Dava, kadastrodan önceki nedene dayalı olarak açılan tapu iptali ve tescil istemine ilişkindir. Mahkemece, davacı tarafından önceki malikinden satın alınan çekişmeli taşınmazın, satın alma tarihinden bu yana davacının zilyetliğinde olduğu gerekçesiyle işin esasına girilerek yazılı şekilde davanın kabulüne karar verilmiş ise de, varılan sonuç usul ve yasaya uygun düşmemektedir. Şöyle ki, davacı ..., çekişmeli taşınmazı 28.08.1971 tarihli satış senedine dayalı olarak satın aldığını ve o tarihten bu yana taşınmazın kendisi tarafından kullanıldığını ileri sürerek dava açmış olup, açıklanan bu niteliğine göre davanın, 3402 sayılı Kadastro Kanunu"nun 12/3. maddesinde öngörülen hak düşürücü süreye tabi olduğu kuşkusuzdur. Dosya içeriğinde yer alan kayıtlardan çekişmeli taşınmazın kadastro tespitinin 30.11.1971 tarihinde yapıldığı ve bu tespitin 26.02.1973 tarihinde kesinleşerek taşınmazın tapuya tescil edildiği anlaşılmaktadır. 3402 sayılı Kadastro Kanunu"nun 12/3. maddesi uyarınca, kadastro tespitinin kesinleşmesinden itibaren 10 yıl geçtikten sonra "kadastrodan önceki nedenlere" dayanılarak dava açılamayacağı düzenlenmiştir. Somut olayda, kadastro tespitinin kesinleştiği tarih ile dava tarihi olan 07.04.2014 tarihi arasında 10 yıllık hak düşürücü sürenin geçtiği anlaşılmaktadır. Hak düşürücü süre, hakim tarafından re"sen dikkate alınması gereken dava şartlarındandır.

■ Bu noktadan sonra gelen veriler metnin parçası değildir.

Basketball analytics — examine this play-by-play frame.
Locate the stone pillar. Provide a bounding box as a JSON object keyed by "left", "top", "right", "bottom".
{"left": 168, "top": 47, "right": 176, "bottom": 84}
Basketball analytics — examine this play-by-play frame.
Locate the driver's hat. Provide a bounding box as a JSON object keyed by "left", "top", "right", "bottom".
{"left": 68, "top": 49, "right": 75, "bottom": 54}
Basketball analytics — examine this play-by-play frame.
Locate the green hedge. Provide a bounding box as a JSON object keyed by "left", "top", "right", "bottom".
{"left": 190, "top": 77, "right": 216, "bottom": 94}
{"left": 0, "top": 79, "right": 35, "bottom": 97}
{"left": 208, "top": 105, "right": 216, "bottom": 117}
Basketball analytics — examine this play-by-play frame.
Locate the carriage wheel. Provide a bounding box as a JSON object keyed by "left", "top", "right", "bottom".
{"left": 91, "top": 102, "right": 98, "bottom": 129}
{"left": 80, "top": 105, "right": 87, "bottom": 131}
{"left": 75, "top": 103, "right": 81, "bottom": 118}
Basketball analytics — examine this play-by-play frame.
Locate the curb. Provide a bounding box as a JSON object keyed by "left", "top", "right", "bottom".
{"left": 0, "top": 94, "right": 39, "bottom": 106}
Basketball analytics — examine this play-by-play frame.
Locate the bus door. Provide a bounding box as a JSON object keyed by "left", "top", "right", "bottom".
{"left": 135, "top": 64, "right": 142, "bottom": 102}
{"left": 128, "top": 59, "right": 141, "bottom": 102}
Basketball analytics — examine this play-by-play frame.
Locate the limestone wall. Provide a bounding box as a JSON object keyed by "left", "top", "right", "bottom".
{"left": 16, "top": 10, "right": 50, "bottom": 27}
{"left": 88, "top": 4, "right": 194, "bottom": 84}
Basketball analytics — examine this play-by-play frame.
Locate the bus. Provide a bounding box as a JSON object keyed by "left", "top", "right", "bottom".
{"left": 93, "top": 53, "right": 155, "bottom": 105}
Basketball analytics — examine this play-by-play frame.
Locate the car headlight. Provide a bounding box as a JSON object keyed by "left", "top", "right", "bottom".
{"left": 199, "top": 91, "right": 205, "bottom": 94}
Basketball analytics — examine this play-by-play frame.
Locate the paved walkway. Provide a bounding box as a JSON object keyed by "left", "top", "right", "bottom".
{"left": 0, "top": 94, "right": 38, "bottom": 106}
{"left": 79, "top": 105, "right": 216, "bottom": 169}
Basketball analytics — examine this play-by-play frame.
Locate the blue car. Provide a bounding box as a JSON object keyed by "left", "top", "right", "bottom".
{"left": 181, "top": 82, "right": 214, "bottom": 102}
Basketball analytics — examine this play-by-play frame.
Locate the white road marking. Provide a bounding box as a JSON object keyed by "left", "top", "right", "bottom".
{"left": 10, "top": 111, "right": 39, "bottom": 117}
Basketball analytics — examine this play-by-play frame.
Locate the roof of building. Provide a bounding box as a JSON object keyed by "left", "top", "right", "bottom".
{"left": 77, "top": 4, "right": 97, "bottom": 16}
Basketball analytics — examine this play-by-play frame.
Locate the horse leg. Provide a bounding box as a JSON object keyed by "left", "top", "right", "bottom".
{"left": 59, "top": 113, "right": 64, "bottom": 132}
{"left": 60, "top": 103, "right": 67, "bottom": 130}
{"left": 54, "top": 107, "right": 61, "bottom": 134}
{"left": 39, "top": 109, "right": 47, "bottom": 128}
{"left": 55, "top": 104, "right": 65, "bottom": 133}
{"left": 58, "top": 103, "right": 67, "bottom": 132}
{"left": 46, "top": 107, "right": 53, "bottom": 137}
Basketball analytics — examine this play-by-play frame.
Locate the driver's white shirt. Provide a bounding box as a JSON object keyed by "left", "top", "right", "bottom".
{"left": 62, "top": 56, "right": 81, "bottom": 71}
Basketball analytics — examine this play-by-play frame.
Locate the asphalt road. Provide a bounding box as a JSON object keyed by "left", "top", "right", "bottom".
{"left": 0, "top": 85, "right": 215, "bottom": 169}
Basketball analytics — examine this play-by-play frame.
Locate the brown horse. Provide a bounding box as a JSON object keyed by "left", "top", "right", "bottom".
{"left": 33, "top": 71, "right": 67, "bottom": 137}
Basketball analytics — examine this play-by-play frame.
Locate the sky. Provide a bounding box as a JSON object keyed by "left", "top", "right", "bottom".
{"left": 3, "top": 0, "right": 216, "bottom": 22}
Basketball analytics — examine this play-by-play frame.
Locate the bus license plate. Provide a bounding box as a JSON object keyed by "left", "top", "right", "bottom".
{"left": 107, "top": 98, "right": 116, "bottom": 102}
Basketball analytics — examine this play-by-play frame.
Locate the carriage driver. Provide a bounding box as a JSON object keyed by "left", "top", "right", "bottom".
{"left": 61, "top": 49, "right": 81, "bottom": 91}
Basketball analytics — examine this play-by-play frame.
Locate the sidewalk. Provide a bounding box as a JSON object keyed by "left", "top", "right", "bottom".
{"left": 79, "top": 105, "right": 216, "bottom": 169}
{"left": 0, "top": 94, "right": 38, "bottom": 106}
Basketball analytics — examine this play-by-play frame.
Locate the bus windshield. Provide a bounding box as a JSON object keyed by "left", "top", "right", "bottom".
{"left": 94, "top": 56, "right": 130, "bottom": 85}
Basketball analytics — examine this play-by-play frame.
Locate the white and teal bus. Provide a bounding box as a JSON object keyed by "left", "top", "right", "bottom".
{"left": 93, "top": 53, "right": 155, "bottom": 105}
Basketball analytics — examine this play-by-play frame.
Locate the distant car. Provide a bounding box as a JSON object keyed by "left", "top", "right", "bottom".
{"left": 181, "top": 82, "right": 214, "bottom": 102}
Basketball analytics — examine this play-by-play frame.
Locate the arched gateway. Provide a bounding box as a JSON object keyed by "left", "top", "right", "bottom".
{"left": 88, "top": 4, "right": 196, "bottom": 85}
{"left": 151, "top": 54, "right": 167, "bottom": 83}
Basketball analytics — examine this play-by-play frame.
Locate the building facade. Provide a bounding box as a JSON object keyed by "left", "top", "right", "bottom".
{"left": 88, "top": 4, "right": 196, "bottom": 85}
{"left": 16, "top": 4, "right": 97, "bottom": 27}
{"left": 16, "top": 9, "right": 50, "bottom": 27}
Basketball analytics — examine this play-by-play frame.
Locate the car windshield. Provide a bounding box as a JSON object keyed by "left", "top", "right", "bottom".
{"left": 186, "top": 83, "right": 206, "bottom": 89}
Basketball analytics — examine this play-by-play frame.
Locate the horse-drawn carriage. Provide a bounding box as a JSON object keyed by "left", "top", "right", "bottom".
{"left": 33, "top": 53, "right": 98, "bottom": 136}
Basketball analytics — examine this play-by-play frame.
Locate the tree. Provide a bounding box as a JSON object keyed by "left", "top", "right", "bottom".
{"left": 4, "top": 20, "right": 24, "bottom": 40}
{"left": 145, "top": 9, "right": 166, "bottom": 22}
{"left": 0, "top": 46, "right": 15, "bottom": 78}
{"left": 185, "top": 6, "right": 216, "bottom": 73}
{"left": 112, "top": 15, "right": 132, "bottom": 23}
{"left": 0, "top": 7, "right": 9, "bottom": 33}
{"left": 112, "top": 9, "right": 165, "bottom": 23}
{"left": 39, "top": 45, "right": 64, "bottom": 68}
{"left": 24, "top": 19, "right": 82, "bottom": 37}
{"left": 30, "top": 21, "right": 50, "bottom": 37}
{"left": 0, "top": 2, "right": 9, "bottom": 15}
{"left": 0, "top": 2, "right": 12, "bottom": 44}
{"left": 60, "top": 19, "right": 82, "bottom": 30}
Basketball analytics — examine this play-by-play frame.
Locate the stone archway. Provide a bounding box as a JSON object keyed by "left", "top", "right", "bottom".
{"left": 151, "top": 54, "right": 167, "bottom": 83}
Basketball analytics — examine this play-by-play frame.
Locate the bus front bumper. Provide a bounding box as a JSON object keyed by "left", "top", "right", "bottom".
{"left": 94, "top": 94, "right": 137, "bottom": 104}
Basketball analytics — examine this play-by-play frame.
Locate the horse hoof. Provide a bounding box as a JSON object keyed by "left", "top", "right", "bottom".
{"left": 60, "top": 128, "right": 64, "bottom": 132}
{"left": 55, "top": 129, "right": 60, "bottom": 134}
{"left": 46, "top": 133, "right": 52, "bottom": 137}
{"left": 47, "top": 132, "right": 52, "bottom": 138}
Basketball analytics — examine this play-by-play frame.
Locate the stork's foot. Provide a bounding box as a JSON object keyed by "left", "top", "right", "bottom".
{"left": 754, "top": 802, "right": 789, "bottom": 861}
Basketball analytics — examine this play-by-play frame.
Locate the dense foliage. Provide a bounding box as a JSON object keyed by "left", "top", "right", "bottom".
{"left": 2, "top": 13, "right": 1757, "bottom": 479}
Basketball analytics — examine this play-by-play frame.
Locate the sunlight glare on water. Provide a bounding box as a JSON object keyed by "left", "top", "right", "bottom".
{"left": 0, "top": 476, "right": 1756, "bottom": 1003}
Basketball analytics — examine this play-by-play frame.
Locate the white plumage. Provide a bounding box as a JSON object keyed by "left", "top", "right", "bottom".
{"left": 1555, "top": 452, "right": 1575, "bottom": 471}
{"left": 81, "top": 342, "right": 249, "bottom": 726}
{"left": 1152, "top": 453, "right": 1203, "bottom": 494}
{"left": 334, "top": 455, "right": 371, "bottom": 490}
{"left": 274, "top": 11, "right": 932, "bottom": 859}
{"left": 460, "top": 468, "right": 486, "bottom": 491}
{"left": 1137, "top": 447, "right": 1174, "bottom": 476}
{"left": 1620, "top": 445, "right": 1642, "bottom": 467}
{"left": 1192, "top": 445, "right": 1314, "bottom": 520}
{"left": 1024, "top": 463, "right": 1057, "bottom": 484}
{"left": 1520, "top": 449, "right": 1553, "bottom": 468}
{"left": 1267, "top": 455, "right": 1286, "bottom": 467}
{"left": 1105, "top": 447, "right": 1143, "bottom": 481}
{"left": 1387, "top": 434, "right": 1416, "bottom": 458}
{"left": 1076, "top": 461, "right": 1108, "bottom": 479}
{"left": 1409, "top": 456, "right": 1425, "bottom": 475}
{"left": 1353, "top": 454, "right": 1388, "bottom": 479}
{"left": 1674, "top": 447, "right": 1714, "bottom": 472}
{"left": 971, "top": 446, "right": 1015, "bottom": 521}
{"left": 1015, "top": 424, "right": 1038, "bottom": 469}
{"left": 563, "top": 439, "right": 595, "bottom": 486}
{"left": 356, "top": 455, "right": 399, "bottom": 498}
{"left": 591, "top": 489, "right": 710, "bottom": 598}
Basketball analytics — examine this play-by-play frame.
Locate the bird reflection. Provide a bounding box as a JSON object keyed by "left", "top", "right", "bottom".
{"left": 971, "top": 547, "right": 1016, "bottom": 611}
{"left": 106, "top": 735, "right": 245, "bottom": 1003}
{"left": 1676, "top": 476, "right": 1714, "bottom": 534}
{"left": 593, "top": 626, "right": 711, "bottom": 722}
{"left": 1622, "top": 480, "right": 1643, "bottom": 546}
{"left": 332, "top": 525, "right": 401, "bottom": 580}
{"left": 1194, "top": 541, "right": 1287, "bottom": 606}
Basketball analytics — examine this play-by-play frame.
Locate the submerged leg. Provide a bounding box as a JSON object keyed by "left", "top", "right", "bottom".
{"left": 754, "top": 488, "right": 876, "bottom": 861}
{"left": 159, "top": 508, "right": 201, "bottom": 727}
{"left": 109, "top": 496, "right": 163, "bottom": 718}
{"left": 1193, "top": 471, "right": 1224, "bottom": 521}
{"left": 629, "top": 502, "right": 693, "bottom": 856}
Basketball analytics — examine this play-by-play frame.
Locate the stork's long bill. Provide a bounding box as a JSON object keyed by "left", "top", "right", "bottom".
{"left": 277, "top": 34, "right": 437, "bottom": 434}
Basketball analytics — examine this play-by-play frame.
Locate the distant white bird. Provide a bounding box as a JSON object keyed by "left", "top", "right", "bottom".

Hal böyle olunca; Mahkemece, davanın açıklanan nedenle reddine karar verilmesi gerekirken, hak düşürücü sürenin geçtiği gözetilmeksizin işin esasına girilerek davanın kabulüne karar verilmesi isabetsiz olup, temyiz itirazları bu nedenle yerinde görüldüğünden kabulü ile hükmün BOZULMASINA, peşin yatırılan temyiz karar harcının talep halinde temyiz edenlere iadesine, yasal koşullar gerçekleştiğinde kararın tebliğinden itibaren 15 gün içinde karar düzeltme yolu açık olmak üzere, 29.12.2020 gününde oybirliğiyle karar verildi.